Personal information
- Nationality: Australian/Samoan
- Born: Lawrence Tauasa 8 July 1979 (age 47) Apia, Samoa
- Height: 5 ft 9 in (175 cm)
- Weight: Cruiserweight

Boxing career

Boxing record
- Total fights: 46
- Wins: 35
- Win by KO: 23
- Losses: 10
- Draws: 1

= Lawrence Tauasa =

Australian boxer

Lawrence Tauasa is a Samoan Australian former professional boxer who competes in the cruiserweight division. He comes from Sydney, is a former Australian cruiserweight champion and was a contestant on the fourth season of the Contender.

==Early life==
Tauasa was born in Samoa but moved to New Zealand when he was 6. He moved to Australia when he was 13.
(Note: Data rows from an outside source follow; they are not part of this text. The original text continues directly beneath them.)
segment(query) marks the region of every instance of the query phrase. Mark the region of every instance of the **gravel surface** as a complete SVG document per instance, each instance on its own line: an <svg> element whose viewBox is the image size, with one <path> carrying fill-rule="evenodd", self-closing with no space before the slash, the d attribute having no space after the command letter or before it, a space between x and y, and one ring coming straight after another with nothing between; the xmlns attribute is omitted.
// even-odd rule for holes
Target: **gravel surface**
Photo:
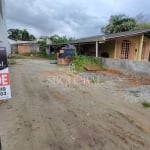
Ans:
<svg viewBox="0 0 150 150"><path fill-rule="evenodd" d="M89 83L68 71L48 60L10 66L12 99L0 104L4 150L149 150L150 110L120 97L123 79Z"/></svg>
<svg viewBox="0 0 150 150"><path fill-rule="evenodd" d="M150 85L129 86L127 78L106 76L102 73L83 72L80 76L99 83L99 86L129 102L150 102Z"/></svg>
<svg viewBox="0 0 150 150"><path fill-rule="evenodd" d="M123 88L120 93L130 102L150 102L150 85Z"/></svg>

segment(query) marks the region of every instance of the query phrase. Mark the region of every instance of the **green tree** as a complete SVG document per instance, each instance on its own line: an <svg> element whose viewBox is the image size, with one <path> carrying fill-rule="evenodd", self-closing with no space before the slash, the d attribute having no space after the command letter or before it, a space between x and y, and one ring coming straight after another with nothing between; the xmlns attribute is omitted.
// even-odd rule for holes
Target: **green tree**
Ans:
<svg viewBox="0 0 150 150"><path fill-rule="evenodd" d="M27 30L22 31L22 40L24 40L24 41L30 40L30 35L29 35L29 32Z"/></svg>
<svg viewBox="0 0 150 150"><path fill-rule="evenodd" d="M46 40L38 41L40 52L46 53Z"/></svg>
<svg viewBox="0 0 150 150"><path fill-rule="evenodd" d="M127 17L126 15L122 14L111 16L108 25L103 27L101 30L105 34L110 34L133 30L136 27L136 19Z"/></svg>
<svg viewBox="0 0 150 150"><path fill-rule="evenodd" d="M35 36L30 34L27 30L20 30L20 29L9 29L8 31L8 38L13 40L21 40L21 41L31 41L35 40Z"/></svg>
<svg viewBox="0 0 150 150"><path fill-rule="evenodd" d="M37 53L37 56L46 57L46 39L38 41L37 44L39 44L39 52Z"/></svg>
<svg viewBox="0 0 150 150"><path fill-rule="evenodd" d="M68 38L66 36L59 36L57 34L52 35L50 39L52 40L52 44L67 43L75 40L73 37Z"/></svg>

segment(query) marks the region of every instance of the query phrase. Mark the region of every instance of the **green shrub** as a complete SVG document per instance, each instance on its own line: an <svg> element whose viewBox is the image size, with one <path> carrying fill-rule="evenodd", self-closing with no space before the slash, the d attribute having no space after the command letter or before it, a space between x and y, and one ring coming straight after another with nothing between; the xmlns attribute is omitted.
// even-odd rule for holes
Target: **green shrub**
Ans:
<svg viewBox="0 0 150 150"><path fill-rule="evenodd" d="M99 59L88 56L75 55L72 63L75 65L75 70L79 72L84 71L85 65L102 67L101 61Z"/></svg>
<svg viewBox="0 0 150 150"><path fill-rule="evenodd" d="M38 57L47 57L46 53L44 51L39 51L36 54Z"/></svg>
<svg viewBox="0 0 150 150"><path fill-rule="evenodd" d="M143 105L145 108L148 108L148 107L150 107L150 102L143 102L142 105Z"/></svg>
<svg viewBox="0 0 150 150"><path fill-rule="evenodd" d="M31 56L31 54L32 54L31 52L25 52L25 53L23 53L22 55L23 55L23 56Z"/></svg>
<svg viewBox="0 0 150 150"><path fill-rule="evenodd" d="M56 60L57 56L56 54L50 54L50 60Z"/></svg>

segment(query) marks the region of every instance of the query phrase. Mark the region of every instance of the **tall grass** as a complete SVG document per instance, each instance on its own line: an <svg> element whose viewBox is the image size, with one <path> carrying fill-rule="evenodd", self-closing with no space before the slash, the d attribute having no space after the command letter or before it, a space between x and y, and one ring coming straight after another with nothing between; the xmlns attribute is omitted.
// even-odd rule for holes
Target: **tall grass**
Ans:
<svg viewBox="0 0 150 150"><path fill-rule="evenodd" d="M86 65L102 67L102 63L100 59L96 59L94 57L89 57L89 56L75 55L72 63L75 65L75 70L77 72L84 71Z"/></svg>
<svg viewBox="0 0 150 150"><path fill-rule="evenodd" d="M143 102L142 105L145 108L150 108L150 102Z"/></svg>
He made his professional debut in February 1998 with a draw in New South Wales against Glen Fitzpatrick. Over the next few years he made mixed progress scoring a further 8 wins against 2 defeats before challenging Daniel Rowsell for the Australian cruiserweight title in July 2001. It was his first title challenge and it ended with a defeat for Tauasa.

==Australian champion==
A second attempt for the title was made in February 2003 after three straight wins. The opponent on this occasion was Tosca Petridis and Tauasa picked up the title, this time with a Majority decision. He defended the title only once against former champion Jamie Wallace winning a unanimous decision on that occasion in July 2003.

==Title challenges==
Tauasa next fought for a title in November 2006 having fought a further eleven times since his victory over Wallace, winning on ten occasions and losing once. In November 2006 he travelled to South Africa to fight Polish heavyweight Albert Sosnowski for the World Boxing Federation (WBF) heavyweight title, losing for the fifth time.

Following the defeat to Sosnowski, Tauasa scored two knockout wins before meeting Jamie Wallace for the second time for the IBF Australasian cruiserweight title in October 2007, winning in the 4th round. In his next fight he travelled to Samoa to win the vacant WBO Oriental cruiserweight title beating Frenchman Charles Baou again in the 4th round. Over the course of his next two fights in 2008 he would make one defence each of both titles.

==Contender==
Tauasa was a contestant on the 4th series of the boxing reality show, The Contender and fought for the blue team. On 14 January 2009 he suffered his sixth defeat as a professional when he was knocked out of the competition in the first round after suffering a 2nd-round TKO at the hands of Canadian Troy Ross.